The invertible elements of $\mathbb{Z}(\sqrt{-2})$ 
Let $\mathbb{Z}(\sqrt{-2}):=\{a+b\sqrt{2}i; \, a,b \in \mathbb{Z} \}$. Find the multiplicative inverses.

My attempt:
We write $(a+b \sqrt{2}i)(c+d \sqrt{2}i)=1$
It trivially follows:
$$ac-2bd-1=0$$
$$ad+bc=0$$
I'm stuck at this point since there are too many variables to make sense of anything. Any help would be appreciated.

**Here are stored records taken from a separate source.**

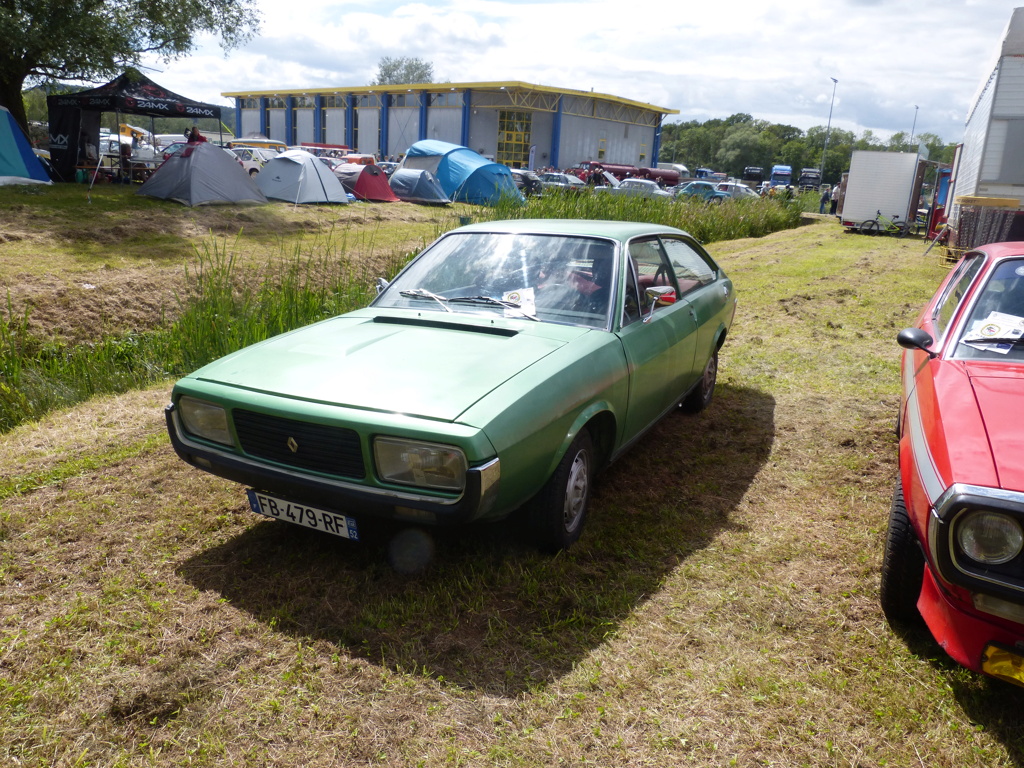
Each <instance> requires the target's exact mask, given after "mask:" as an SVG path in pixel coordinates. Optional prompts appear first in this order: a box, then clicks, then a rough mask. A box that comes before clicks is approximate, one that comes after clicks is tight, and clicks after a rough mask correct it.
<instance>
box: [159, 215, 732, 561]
mask: <svg viewBox="0 0 1024 768" xmlns="http://www.w3.org/2000/svg"><path fill="white" fill-rule="evenodd" d="M382 285H383V289H382V291H381V293H380V294H379V295H378V296H377V298H376V299H375V300H374V301H373V302H372V303H371V305H370V306H369V307H367V308H366V309H359V310H356V311H353V312H349V313H347V314H343V315H340V316H337V317H333V318H330V319H326V321H323V322H321V323H317V324H314V325H312V326H309V327H306V328H303V329H300V330H298V331H293V332H291V333H287V334H283V335H281V336H278V337H275V338H272V339H269V340H267V341H264V342H262V343H259V344H256V345H254V346H251V347H248V348H246V349H243V350H241V351H238V352H234V353H233V354H230V355H228V356H226V357H224V358H222V359H220V360H218V361H215V362H213V364H211V365H209V366H206V367H205V368H203V369H201V370H200V371H197V372H196V373H194V374H193V375H190V376H186V377H184V378H182V379H180V380H179V381H178V382H177V384H175V386H174V389H173V392H172V395H171V404H170V406H168V408H167V411H166V416H167V427H168V431H169V434H170V438H171V442H172V443H173V445H174V450H175V451H176V453H177V454H178V456H179V457H180V458H181V459H182V460H184V461H185V462H187V463H188V464H190V465H193V466H195V467H197V468H199V469H202V470H204V471H206V472H211V473H213V474H215V475H219V476H221V477H226V478H228V479H230V480H234V481H237V482H240V483H243V484H244V485H246V486H247V487H248V488H249V490H248V498H249V502H250V505H251V507H252V510H253V511H254V512H256V513H258V514H261V515H264V516H267V517H271V518H274V519H278V520H284V521H286V522H290V523H294V524H296V525H303V526H305V527H308V528H313V529H315V530H319V531H324V532H327V534H330V535H334V536H338V537H342V538H348V539H357V538H358V537H359V531H360V530H361V526H362V520H365V519H367V518H385V519H391V520H397V521H406V522H410V523H414V524H418V525H451V524H462V523H468V522H471V521H475V520H495V519H500V518H503V517H506V516H508V515H510V514H511V513H512V512H514V511H515V510H517V509H519V508H523V507H524V508H525V509H524V512H525V514H524V517H523V518H522V519H523V521H524V523H525V524H526V525H528V528H529V530H530V534H531V536H532V538H534V540H535V541H536V543H537V544H538V546H539V547H541V548H542V549H544V550H546V551H557V550H560V549H564V548H566V547H568V546H570V545H571V544H572V543H573V542H575V541H577V539H578V538H579V537H580V534H581V531H582V529H583V527H584V523H585V520H586V517H587V511H588V504H589V501H590V496H591V492H592V488H593V483H594V478H595V475H596V473H597V472H598V470H599V469H600V468H601V467H603V466H604V465H606V464H607V463H609V462H610V461H613V460H614V459H615V458H617V457H618V456H620V455H622V454H623V453H624V452H625V451H626V450H627V449H628V447H629V446H630V445H631V444H632V443H633V442H634V441H635V440H636V439H637V438H639V437H640V436H641V435H642V434H643V433H644V432H645V431H646V430H647V429H649V428H650V427H651V426H653V425H654V424H655V423H656V422H657V421H658V420H659V419H660V418H662V417H663V416H665V415H666V414H668V413H670V412H673V411H675V410H677V407H679V406H680V404H682V406H683V407H684V409H685V410H687V411H699V410H701V409H703V408H706V407H708V406H709V404H710V403H711V401H712V397H713V394H714V391H715V384H716V380H717V375H718V356H719V349H720V348H721V346H722V344H723V343H724V342H725V340H726V337H727V336H728V334H729V329H730V326H731V324H732V319H733V315H734V312H735V305H736V299H735V295H734V293H733V288H732V283H731V281H730V280H729V279H728V278H727V276H726V274H725V272H723V271H722V269H721V268H720V267H719V266H718V264H716V263H715V261H714V259H712V257H711V256H710V255H709V254H708V253H707V251H705V249H703V248H702V247H701V246H700V245H699V244H698V243H697V242H696V241H695V240H693V238H691V237H690V236H689V234H687V233H686V232H684V231H681V230H679V229H676V228H673V227H669V226H663V225H658V224H646V223H630V222H617V221H580V220H518V221H498V222H485V223H477V224H471V225H469V226H464V227H461V228H458V229H455V230H453V231H451V232H447V233H446V234H443V236H442V237H441V238H440V239H439V240H437V241H436V242H434V243H433V244H432V245H431V246H429V247H428V248H427V249H425V250H424V251H423V252H421V253H420V255H419V256H417V257H416V258H415V259H414V260H413V261H412V262H410V264H409V265H407V266H406V268H404V269H403V270H402V271H401V272H399V274H398V275H397V276H396V278H395V279H394V280H393V281H391V283H390V284H386V283H383V282H382ZM638 535H639V534H638Z"/></svg>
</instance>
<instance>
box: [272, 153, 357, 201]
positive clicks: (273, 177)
mask: <svg viewBox="0 0 1024 768" xmlns="http://www.w3.org/2000/svg"><path fill="white" fill-rule="evenodd" d="M256 184H257V185H258V186H259V188H260V189H262V190H263V194H264V195H266V197H268V198H274V199H275V200H287V201H288V202H289V203H296V204H298V203H348V195H347V194H346V193H345V189H344V187H343V186H342V185H341V182H340V181H339V180H338V178H337V176H335V175H334V174H333V173H332V172H331V169H330V168H328V167H327V166H326V165H324V163H322V162H321V161H319V159H318V158H316V157H315V156H313V155H310V154H309V153H308V152H304V151H302V150H289V151H288V152H283V153H281V154H280V155H278V156H276V157H274V158H272V159H271V160H269V161H268V162H267V164H266V165H264V166H263V170H262V171H260V172H259V173H258V174H257V175H256Z"/></svg>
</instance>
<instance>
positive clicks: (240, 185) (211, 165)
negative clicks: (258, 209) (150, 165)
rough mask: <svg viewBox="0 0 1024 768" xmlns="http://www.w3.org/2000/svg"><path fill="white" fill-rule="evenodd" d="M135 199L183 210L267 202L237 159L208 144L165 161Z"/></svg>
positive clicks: (140, 188)
mask: <svg viewBox="0 0 1024 768" xmlns="http://www.w3.org/2000/svg"><path fill="white" fill-rule="evenodd" d="M136 195H145V196H147V197H151V198H160V199H161V200H175V201H177V202H178V203H182V204H184V205H186V206H202V205H211V204H215V203H221V204H225V203H257V204H261V203H266V202H268V201H267V199H266V197H265V196H264V195H263V193H261V191H260V190H259V187H258V186H256V184H255V183H254V182H253V180H252V179H251V178H250V177H249V174H248V173H246V171H245V169H244V168H243V167H242V165H241V164H240V163H239V161H238V159H237V158H234V157H233V156H232V155H230V154H228V153H226V152H224V151H223V150H222V148H220V147H219V146H214V145H213V144H211V143H208V142H202V143H198V144H188V145H187V146H186V147H185V148H184V150H182V151H181V152H180V153H178V154H177V155H173V156H171V157H170V158H168V159H167V160H165V161H164V164H163V165H162V166H160V168H158V169H157V170H156V171H154V172H153V175H152V176H150V178H147V179H146V180H145V181H144V182H143V183H142V185H141V186H140V187H139V188H138V191H137V193H136Z"/></svg>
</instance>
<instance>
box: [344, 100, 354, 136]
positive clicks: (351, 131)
mask: <svg viewBox="0 0 1024 768" xmlns="http://www.w3.org/2000/svg"><path fill="white" fill-rule="evenodd" d="M345 143H346V144H348V145H349V146H350V147H352V148H353V150H354V148H355V96H354V95H352V94H351V93H349V94H348V95H347V96H345Z"/></svg>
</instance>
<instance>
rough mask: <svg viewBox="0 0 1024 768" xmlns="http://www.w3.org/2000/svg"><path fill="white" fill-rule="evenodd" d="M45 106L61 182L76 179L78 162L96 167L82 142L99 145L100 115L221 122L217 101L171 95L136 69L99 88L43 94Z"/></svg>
mask: <svg viewBox="0 0 1024 768" xmlns="http://www.w3.org/2000/svg"><path fill="white" fill-rule="evenodd" d="M46 109H47V111H48V112H49V120H50V160H51V162H52V163H53V167H54V169H55V170H56V172H57V174H58V175H59V177H60V178H61V179H63V180H65V181H74V180H75V169H76V167H77V166H80V165H95V160H93V161H91V163H90V162H87V161H86V145H87V144H90V143H91V144H92V145H93V146H99V116H100V114H101V113H104V112H116V113H119V114H128V115H146V116H148V117H156V118H191V119H194V120H198V119H199V118H215V119H216V120H217V121H219V120H220V108H219V106H217V105H216V104H205V103H203V102H202V101H193V100H191V99H189V98H185V97H184V96H179V95H178V94H177V93H172V92H171V91H169V90H167V89H166V88H164V87H163V86H160V85H157V84H156V83H155V82H153V81H152V80H150V78H147V77H145V75H142V74H141V73H140V72H138V71H137V70H128V71H127V72H125V73H124V74H123V75H119V76H118V77H117V78H116V79H114V80H112V81H111V82H109V83H106V84H105V85H100V86H99V87H98V88H90V89H89V90H84V91H78V92H77V93H66V94H61V95H56V96H47V97H46ZM118 122H120V120H119V121H118Z"/></svg>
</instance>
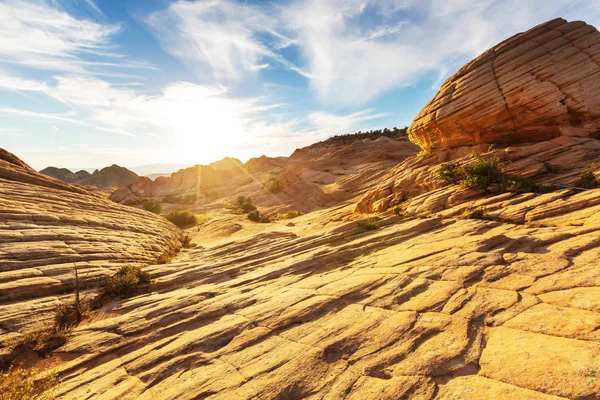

 A: $a+b\sqrt{-2}$ is a unit if and only if $N(a +b\sqrt{-2})=a^2+2b^2$ is a unit in $\mathbf Z$. So $a=\pm 1,\ b=0$. 
More generally, in the ring of integers of an imaginary quadratic field, the only units are $1$ and $-1$, except for the ring of Gauß integers: $\{1, -1, \mathrm i,-\mathrm i\}$, and the ring of Eisenstein integers: $\,\{1,-1,\omega, -\omega, \omega^2,-\omega^2\}$, where $\,\omega=\mathrm e^{\frac{2\mathrm i\pi}3}$.
A: Without the use of norms you proceed as follows:
Having derived your system of equations
$ac-2bd=1$
$bc+ad=0$
you simply treat this as a linear system for $c,d$ with $a,b$ as parameters.  Thus solving for $c$ and $d$ we get:
$c=a/(a^2+2b^2)$
$d=-b/(a^2+2b^2)$
If $b$ is nonzero at all, then $d$ is nonzero and, for the integer domain, you must then have $d^2\ge 1$.  Then $b^2\ge a^2+2b^2\ge 2b^2$.  $\color{blue}{\text{This is contradictory for all nonzero }b,}$ so only $b =0$ remains.  Therefore the only possible units in $\mathbb{Z}[\sqrt{-2}]$ are the real ones $\pm1$.
The same proof works for all domains $\mathbb{Z}[\sqrt{-n}]$ with $n\ge 2$, so the only imaginary domain of this type with "nontrivial" units are the Gaussian integers ($n=1$).